Más recientemente, en 2015, el Defensor Andaluz intervino ante una queja presentada por la Asociación de Defensa de los Derechos Humanos de Huelva y otras entidades sociales que trabajan con el colectivo de temporeros. Estas habían vuelto a denunciar las condiciones en las que se encontraban estos trabajadores extranjeros, y la cronificación de los asentamientos en la provincia de Huelva, ubicados en espacios cercanos a los campos de frutos rojos.

2019, TODO IGUAL

En el texto de la nueva queja ordenada por Maeztu, motivada por las informaciones leídas en prensa, se señalan los incendios de relevancia del último mes, registrados en Palos de la Frontera, Moguer y Lepe, «siendo este último el más grave». Dichos siniestros han ocasionado importantes daños materiales y, según los dispositivos de emergencia, unas 300 chabolas han resultado calcinadas; 100 en Palos, unas 40 en Moguer y otras 150 en Lepe.
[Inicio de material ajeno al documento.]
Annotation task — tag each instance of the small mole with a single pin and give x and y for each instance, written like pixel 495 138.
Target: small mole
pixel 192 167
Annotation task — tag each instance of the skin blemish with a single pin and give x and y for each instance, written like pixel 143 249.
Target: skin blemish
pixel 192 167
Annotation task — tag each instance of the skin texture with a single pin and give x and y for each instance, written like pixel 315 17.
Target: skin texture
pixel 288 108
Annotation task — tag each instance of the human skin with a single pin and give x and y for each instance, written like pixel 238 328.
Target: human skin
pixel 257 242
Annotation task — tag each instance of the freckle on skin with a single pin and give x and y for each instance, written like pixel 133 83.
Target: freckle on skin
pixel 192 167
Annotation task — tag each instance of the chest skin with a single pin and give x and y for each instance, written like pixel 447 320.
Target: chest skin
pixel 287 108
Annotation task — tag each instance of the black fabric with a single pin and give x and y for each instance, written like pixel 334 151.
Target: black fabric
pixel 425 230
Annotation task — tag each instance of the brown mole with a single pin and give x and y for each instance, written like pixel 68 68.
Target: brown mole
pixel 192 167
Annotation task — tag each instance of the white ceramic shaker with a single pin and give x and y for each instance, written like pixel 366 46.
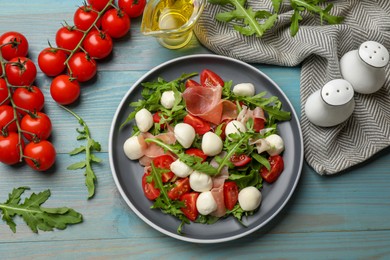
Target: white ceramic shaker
pixel 364 68
pixel 332 104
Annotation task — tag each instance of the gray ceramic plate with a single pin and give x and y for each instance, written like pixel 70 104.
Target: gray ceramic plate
pixel 127 174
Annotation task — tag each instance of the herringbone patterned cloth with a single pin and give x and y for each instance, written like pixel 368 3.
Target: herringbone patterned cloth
pixel 318 49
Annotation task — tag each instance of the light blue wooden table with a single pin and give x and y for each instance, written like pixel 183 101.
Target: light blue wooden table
pixel 340 217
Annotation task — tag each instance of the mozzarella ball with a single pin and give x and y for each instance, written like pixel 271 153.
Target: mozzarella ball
pixel 206 203
pixel 144 120
pixel 185 134
pixel 244 89
pixel 168 99
pixel 133 148
pixel 180 169
pixel 211 144
pixel 249 198
pixel 200 181
pixel 234 127
pixel 276 144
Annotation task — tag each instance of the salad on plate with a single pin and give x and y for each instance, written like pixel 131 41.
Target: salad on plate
pixel 206 147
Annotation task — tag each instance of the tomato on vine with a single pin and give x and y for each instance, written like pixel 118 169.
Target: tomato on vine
pixel 51 61
pixel 13 44
pixel 28 98
pixel 64 90
pixel 20 71
pixel 85 16
pixel 68 37
pixel 40 156
pixel 36 126
pixel 10 148
pixel 98 44
pixel 116 23
pixel 133 8
pixel 82 67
En esta última localidad, se ha tenido que proceder al desalojo de los habitantes de los asentamientos que han perdido sus escasas pertenencias calcinadas por el fuego, aunque no hay que lamentar ni víctimas ni heridos graves. En el caso de Lepe, los habitantes del asentamiento afectado no pueden regresar a las que eran sus viviendas, ya que han quedado totalmente destruidas por las llamas.
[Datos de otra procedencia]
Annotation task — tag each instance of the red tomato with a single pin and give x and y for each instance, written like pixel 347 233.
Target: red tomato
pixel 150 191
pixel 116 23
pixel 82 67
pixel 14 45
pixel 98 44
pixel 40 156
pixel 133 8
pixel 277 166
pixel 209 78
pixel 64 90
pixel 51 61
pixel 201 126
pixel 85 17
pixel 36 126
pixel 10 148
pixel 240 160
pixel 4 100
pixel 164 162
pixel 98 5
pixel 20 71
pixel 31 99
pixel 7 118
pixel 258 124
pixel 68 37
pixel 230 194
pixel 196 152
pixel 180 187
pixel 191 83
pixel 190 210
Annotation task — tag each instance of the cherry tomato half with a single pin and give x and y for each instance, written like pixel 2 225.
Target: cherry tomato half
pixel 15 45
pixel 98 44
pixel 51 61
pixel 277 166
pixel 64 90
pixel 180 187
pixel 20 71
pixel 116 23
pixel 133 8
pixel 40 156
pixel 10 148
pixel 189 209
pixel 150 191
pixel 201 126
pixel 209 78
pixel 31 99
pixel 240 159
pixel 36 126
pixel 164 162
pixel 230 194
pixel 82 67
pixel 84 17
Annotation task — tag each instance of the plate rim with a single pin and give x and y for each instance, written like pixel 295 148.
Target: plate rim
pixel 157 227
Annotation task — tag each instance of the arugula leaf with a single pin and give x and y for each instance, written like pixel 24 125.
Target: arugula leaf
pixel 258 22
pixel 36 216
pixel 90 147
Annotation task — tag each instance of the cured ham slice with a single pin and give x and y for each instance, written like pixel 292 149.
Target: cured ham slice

Nave alquilada por Asnuci para el realojo temporal de los temporeros que han perdido sus infraviviendas

Inicialmente, el Ayuntamiento de Lepe facilitó unas  instalaciones municipales para que los afectados pudieran alojarse, pero ordenó su desalojo una semana después para que el recinto donde dormían pudiera celebrar una competición deportiva. El consistorio ha permitido a cada  temporero quedarse con el colchón que les había facilitado.
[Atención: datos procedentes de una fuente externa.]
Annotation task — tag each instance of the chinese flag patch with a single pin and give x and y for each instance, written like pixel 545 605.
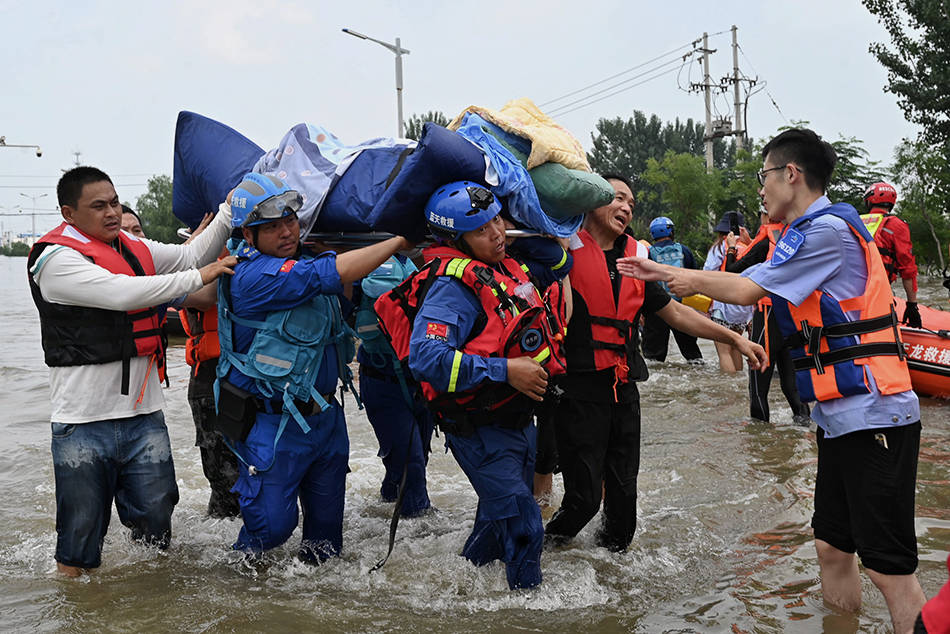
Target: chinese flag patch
pixel 437 330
Algunos han regresado al asentamiento, donde han sido acogidos por familiares y amigos en sus chabolas. Otros han abandonado la localidad con motivo del fin de la temporadas de recolecta de fresas y otros frutos rojos, y otros muchos -entre ellos seis mujeres- pernoctan de momento, en una nave alquilada por la Asociación Nuevos Ciudadano por la Interculturalidad (ASNUCI) que carece de los más elementales servicios, electricidad o agua corriente. La asociación ha alquilado módulos sanitarios portátiles, pero resultan insuficientes para el número de personas acogidas.

La situación de los temporeros que se ven obligados a alojarse en infraviviendas como las de los asentamientos afectados por el fuego en el último mes, «empeora aún más por las consecuencias que este tipo de siniestros tiene en su situación administrativa», señala la Oficina del Defensor del Pueblo Andaluz.  Así en los incendios, según recogen las entidades que trabajan con este colectivo, «muchos de ellos han perdido su documentación, por lo que se verán obligados a realizar múltiples gestiones para conseguirla de nuevo».

Además, el Defensor indica que en las noticias publicadas a raíz de estos incendios se denuncia la «precariedad» de estos asentamientos y la «peligrosidad» de los mismos como consecuencia «de la falta de infraestructuras y suministros que permitan que sus habitantes puedan cubrir debidamente sus necesidades».